The Cardinals, to use a metaphor Bill James deployed in the late '80s, ate the heart of the watermelon that is Pujols' career. The Angels are paying for the rind.

It's been said that there's no such thing as a bad one-year contract. By the same token, there's no such thing as a good 10-year contract. The Angels jumped eagerly into the deep end of that pool this week, and nobody's standing by with a life preserver for them.

(It will be an interesting race to watch. Which deal goes bad for Anaheim first: $254 million/10 years for Pujols, or $77.5 million/five years for C.J. Wilson? My guess is the Wilson deal goes sour first.)

Then there's Michael Cuddyer. Cuddyer is no Pujols, of course. The money is lower, the talent is lower, the stakes are lower. But again, Cuddyer has made more money playing baseball than you and I have made doing what we do (I say that assuming Glen Taylor isn't reading this), and there has grown, I believe, a genuine affection between player, community and franchise.
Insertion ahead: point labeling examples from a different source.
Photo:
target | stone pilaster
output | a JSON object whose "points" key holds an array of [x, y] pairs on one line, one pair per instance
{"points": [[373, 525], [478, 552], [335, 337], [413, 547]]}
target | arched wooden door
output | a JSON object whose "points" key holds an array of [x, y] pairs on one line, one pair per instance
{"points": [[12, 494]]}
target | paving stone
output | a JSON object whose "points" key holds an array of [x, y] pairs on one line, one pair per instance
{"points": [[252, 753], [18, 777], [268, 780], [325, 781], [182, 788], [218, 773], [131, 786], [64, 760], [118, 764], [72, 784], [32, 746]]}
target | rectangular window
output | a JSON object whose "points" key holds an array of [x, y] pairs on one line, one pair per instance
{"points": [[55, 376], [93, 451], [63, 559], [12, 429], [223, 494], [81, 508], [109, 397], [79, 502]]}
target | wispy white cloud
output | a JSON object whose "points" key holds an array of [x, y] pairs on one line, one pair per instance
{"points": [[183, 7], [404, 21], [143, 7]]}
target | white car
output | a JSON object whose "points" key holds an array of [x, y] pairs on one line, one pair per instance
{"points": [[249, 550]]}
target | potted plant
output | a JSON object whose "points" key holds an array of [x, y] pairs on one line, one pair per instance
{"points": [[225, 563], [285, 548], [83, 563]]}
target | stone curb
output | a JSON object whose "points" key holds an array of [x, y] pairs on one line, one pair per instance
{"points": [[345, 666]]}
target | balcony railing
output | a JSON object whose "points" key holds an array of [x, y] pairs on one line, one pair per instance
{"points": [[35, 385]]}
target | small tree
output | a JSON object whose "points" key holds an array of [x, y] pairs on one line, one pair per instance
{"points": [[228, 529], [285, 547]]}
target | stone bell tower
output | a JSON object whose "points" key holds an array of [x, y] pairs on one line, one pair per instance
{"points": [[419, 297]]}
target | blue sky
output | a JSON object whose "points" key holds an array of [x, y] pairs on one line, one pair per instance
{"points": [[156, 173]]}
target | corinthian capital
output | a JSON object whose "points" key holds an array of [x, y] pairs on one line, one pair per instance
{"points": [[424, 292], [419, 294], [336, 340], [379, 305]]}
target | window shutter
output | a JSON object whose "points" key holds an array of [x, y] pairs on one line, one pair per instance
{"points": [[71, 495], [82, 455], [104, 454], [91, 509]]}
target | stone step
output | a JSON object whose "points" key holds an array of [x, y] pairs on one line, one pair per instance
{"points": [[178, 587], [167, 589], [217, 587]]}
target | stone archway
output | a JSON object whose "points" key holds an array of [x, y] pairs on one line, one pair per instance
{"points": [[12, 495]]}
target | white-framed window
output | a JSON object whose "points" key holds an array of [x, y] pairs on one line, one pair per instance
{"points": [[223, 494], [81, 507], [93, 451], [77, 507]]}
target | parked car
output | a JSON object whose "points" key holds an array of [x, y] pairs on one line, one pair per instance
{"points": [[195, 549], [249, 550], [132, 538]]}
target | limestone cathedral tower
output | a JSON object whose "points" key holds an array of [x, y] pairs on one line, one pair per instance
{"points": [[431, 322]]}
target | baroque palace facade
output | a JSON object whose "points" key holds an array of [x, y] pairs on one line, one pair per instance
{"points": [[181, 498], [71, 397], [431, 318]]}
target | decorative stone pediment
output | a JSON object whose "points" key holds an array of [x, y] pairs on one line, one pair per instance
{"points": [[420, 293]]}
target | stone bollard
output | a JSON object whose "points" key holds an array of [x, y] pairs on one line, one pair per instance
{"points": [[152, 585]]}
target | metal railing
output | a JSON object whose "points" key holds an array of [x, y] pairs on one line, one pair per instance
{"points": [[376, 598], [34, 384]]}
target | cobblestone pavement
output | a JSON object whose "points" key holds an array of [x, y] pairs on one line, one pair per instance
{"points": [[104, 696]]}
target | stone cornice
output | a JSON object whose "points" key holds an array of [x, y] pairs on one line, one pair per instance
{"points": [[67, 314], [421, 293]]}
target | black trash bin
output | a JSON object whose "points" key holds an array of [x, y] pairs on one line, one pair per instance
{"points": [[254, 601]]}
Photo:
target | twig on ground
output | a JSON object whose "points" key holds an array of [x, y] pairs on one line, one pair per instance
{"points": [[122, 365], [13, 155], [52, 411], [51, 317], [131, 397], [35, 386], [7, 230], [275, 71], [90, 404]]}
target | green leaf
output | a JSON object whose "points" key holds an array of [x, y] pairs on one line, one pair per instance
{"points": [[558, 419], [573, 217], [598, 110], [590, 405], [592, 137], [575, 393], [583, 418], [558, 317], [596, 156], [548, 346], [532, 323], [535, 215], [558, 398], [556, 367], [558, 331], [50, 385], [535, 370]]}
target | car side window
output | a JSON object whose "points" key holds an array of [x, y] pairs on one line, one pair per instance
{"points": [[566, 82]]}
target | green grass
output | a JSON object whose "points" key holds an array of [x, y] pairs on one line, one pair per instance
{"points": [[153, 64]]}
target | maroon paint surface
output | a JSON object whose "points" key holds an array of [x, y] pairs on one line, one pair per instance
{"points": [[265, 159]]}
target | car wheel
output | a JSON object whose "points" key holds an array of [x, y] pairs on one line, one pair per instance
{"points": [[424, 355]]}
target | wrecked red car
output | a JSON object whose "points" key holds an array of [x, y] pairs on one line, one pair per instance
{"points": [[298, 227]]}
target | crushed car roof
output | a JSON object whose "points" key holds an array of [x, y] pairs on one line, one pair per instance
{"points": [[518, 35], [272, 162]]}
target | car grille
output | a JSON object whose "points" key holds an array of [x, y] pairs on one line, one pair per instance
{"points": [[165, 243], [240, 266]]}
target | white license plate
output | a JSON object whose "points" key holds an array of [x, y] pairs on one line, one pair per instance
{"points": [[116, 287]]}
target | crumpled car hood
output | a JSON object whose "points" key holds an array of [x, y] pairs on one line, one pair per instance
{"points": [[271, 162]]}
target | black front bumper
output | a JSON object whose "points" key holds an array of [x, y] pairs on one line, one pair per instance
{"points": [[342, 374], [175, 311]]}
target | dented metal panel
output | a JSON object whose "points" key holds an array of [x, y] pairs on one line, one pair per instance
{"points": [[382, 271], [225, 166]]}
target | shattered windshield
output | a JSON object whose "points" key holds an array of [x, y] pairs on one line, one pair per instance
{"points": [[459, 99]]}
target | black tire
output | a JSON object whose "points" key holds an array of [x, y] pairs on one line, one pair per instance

And yet there is a standoff now between player and team. He wants more; the team is reluctant to oblige. In my view, the three-year, $24 million offer reportedly made this week pushes the envelope of Cuddyer's value to the Twins. It's justifiable, but I don't think they should add years or money to it.

He wants more. We all want more. Money can't buy me love -- but it can rent it for a while.